Each humpback whale has a unique personality and appearance. Our trained naturalists are able to recognize individuals by the markings on their tails, or flukes. Humpback whales tend to return to the same waters annually and so over time, we feel we've become part of the family. It's been a privilege to watch mother humpbacks nurse their calves, calves that become adults and eventually return with offspring of their own.
Humpbacks are perhaps the most acrobatic of the baleen whales, aided by their long, slender pectoral flippers and powerful tails. Lucky passengers may sometimes see "pec-slaps", lobtailing, and even breaching, when the whale jumps out of the water and crashes down with a giant splash. There are many theories as to why whales breach. Some believe they may be communicating with other whales or showing off for a potential mate.
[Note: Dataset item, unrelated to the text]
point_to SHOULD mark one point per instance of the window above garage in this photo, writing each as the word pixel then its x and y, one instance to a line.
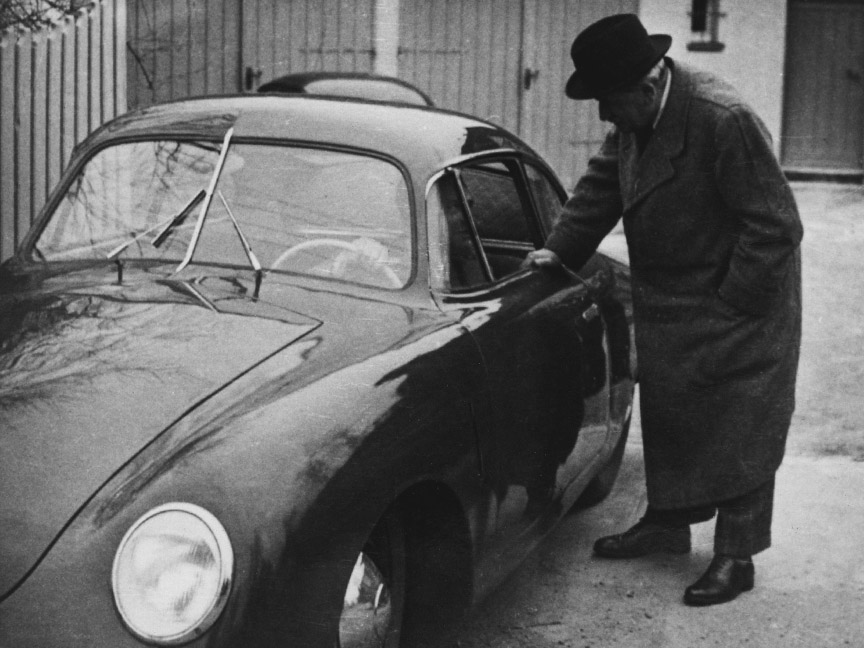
pixel 705 18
Others believe that breaching may help to dislodge parasites, such as barnacles, from the whale's skin. No matter the reason that breaching occurs, when it does, it's always a treat!
Songsters of the Sea
While all humpback whales create sounds, male humpbacks are known for their ability to produce complex "songs", especially near their breeding grounds. Scientists aren't sure whether the songs act to attract females in the area, or to threaten competing males nearby, but males in the same region will all sing the same song which changes each year. The songs, which are repeated dozens of times throughout the day, last 10-20 minutes on average and can be heard hundreds of miles away!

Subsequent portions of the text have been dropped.